Probably the greatest thing about being self-employed (or being a director of one’s own company, no matter how big it is) is the flexibility to take time off when it suits you, as opposed to the rules put in place by your organisation. So, I’ve taken the whole of January off as paternity leave. It’s great. I feel greatly sorry for my friends who are also becoming Dads, and have had to go back to work after just two weeks. It can’t be good for them, or their kids, or probably their work either – I know how sleepy I’d be if I had to stick to 9-5 hours.
Anyway, this month off is also the longest period I’ve had away from my Macrobug work – ever. Unsurprisingly, that gives a good sense of perspective about the endeavour.
When I started off, I actually had a fairly solid game-plan. It was more detailed than I ever wrote in this blog, and ultimately would have led to Macrobug being the domain specialist for a particular type of tool, across all platforms on all types of devices. Starting on Symbian OS was a good stepping-stone because the tool in question was more easily possible on Symbian OS, and in fact would have been most useful on Symbian OS compared to other platforms.
However, problems reared their ugly heads. Serious commercial development on Symbian OS is expensive, ultimately. It involves paying Symbian heaps of money to get a version of Symbian OS with source code (or, in my case, spending equivalent heaps of time trying to negotiate a free version with various conditions attached), as well as paying a lot of money for the compiler etc.
It would be nice to think that with Nokia’s purchase of Symbian, and the resulting spirit of openness, many of these problems would disappear. I do believe they will. But this has been accompanied by a marked reduction in my customer base. Previously I was aiming at Symbian, UIQ, Motorola, Sony Ericsson and ultimately I hoped to market to Nokia once I’d had experience. Of that list, only Nokia and Sony Ericsson are left (and most of the bits of Sony Ericsson I know have disappeared too). I have no suitable contacts in the other Symbian OS licensees which are sure to pop up. Symbian’s merge with Nokia has also changed parts of their tools roadmap on which I was relying.
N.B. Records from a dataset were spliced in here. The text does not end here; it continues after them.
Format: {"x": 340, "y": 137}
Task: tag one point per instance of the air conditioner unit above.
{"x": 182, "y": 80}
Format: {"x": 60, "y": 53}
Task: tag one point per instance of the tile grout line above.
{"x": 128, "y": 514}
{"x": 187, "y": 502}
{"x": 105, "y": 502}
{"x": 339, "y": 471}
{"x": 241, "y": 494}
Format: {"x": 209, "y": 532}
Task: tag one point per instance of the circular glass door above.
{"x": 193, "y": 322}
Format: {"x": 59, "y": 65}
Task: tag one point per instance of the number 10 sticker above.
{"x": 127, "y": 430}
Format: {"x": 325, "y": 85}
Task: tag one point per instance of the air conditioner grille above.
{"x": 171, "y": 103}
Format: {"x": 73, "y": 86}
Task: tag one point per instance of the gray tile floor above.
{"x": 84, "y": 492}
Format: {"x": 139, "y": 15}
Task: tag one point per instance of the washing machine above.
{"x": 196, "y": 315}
The other thing that became clear about my original tools plans was that their benefits are not easy to quantify financially. I can’t definitively say “this tool will save you £100,000 per year”. That’s a serious problem, because even though the tools are really useful and would save heaps of time (and money) for their purchasers, it’s hard to prove that.
So developing the tools that I had originally in mind on Symbian OS looks tricky. In the mean time, then, I’ve been doing other things. I’ve developed a completely different series of tools. They’re very Symbian-specific, which is a shame. But the benefits they produce are financially quantifiable, and I have successfully sold them. In addition, of course, I’ve been doing lots of tools-related contracts and trying to establish Macrobug as a place to come if you have a need for a Symbian-related tool. This has been moderately successful, and actually very enjoyable. (That’s why I’m only now getting this sense of perspective when I take time off). But as everyone knows, doing endless contracts does not equal a career.
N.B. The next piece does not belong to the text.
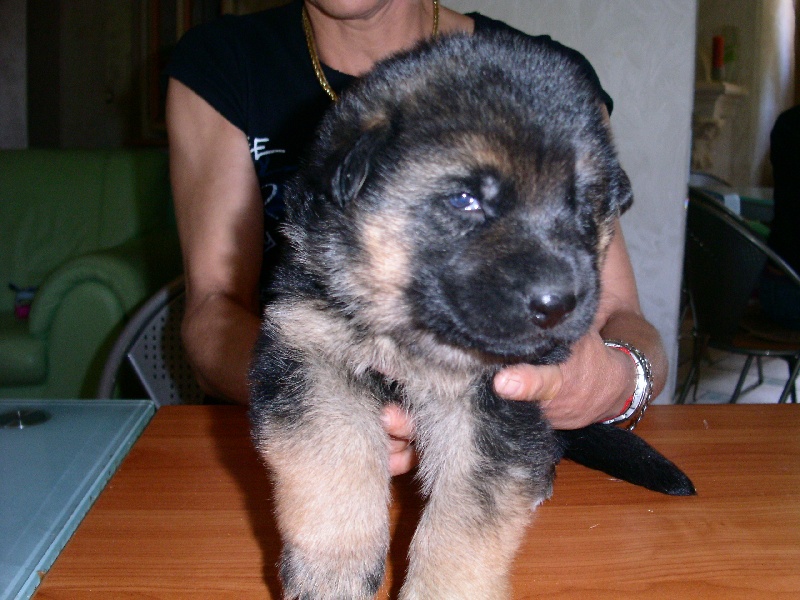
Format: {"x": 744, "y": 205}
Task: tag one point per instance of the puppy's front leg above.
{"x": 321, "y": 437}
{"x": 486, "y": 463}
The perspective I’ve gained from my month off, then, suggests that I’m at a crossroads. Do I:
- Continue doing contracts a lot of the time.
- Develop tools which are Symbian-specific but whose benefits are financially quantifiable. Successfully sell those tools – maybe.
- Develop tools which correspond to my original plan, and could enable Macrobug to grow to be a cross-platform vendor, dominant in its own small field.
- Give up and do something else, probably a full-time job.
I don’t know the answer. I fear that I might have to go for the third option if I have any ambition!
But having kids when self-employed also has another impact: it makes it very appealing to go for the financially safer options – which are any of the others!